In Chapter 9, J.J. explains that Vince is an inside dog that Barb recently brought home. J.J. nicknames him “the funnel” because he wears a medical cone. Moosh runs around the yard in a panic, yelling that Vince has her chicks. In Chapter 10, Vince watches J.J. through the window, thinking about how much he hates him and how his plan to kidnap the chicks is unfolding perfectly.

In Chapter 11, J.J. realizes that the ransom note was a set-up and tells Moosh that he will act once he has more information. In Chapter 12, J.J. peeks into the house, and a vicious Vince meets him, but when he returns to the chickens, he discovers that Sugar is now missing, too. He receives another note in which someone threatens to kidnap the last chick, Dirt.

In Chapters 13 and 14, J.J. trains Dirt to go inside the house and look for her siblings.

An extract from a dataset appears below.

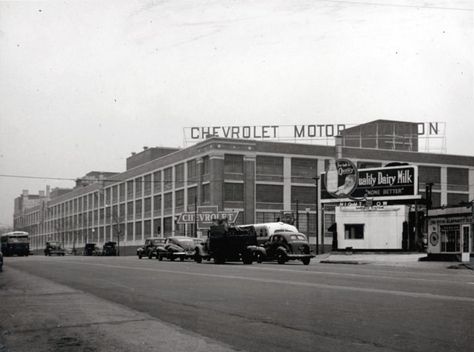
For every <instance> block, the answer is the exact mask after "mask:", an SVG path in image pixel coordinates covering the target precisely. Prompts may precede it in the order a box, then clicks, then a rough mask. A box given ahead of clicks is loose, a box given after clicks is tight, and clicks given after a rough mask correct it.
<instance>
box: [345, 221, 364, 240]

However, he loses Moosh in the process, who runs into the house by herself to find Sugar, Poppy, and Sweetie. In Chapters 15 and 16, J.J. and Dirt go into the house to rescue all the chickens, but J.J. loses control and runs into a wall, losing consciousness. Vince is thrilled that he has successfully captured all the chickens and his nemesis, J.J.

In Chapters 17 and 18, J.J. wakes up locked in the dog crate in the kitchen. He learns that Vince plans to make him take his place for an ear tube surgery. J.J. learns that some of the chicks worked with Vince and is angry with them for this betrayal. When Sugar talks to J.J., he realizes that she must be the author of the ransom notes since she uses the same unusual, fancy vocabulary.

In Chapter 19, Sugar admits that she did collude with Vince and write the ransom notes, but not because she wanted to hurt her siblings. Sugar tells J.J. that Vince promised to let her take books from the house library if she helped him lure J.J. into the house. However, when Vince comes to mock J.J., he reveals his ultimate plan of killing the chickens, and Sugar faints in shock.

In Chapter 20, the chicken family realizes that they are now locked in the house, and Vince plans to hurt them. They quickly strategize with J.J. and make a rescue plan. In Chapter 22, the chickens and J.J. collaborate to steal the doggy door tag off Vince’s collar and free J.J. from the crate while forcing Vince into it. With Vince locked away in the crate, J.J. and the chickens are free from danger.

In Chapter 22, J.J. makes sense of the whole story, learning that the chicks liked visiting the house because of the TV and books and had grown to trust Vince through their visits. Moosh admits that she suspected Sugar might have something to do with the kidnapping mystery but that she was in a panic about her missing chicks. J.J. forgives her for not being honest with him. In the final chapter, Moosh admits she cannot pay J.J. a cheeseburger as promised, but he doesn’t mind. J.J. and the chicken family relax on the couch together, enjoying each other’s company. The Epilogue reveals that J.J.’s friendship with the chicks continues, and they like to visit him and hear his rescue stories. Vince, meanwhile, has had his surgery and still lives inside the house wearing a very large medical cone.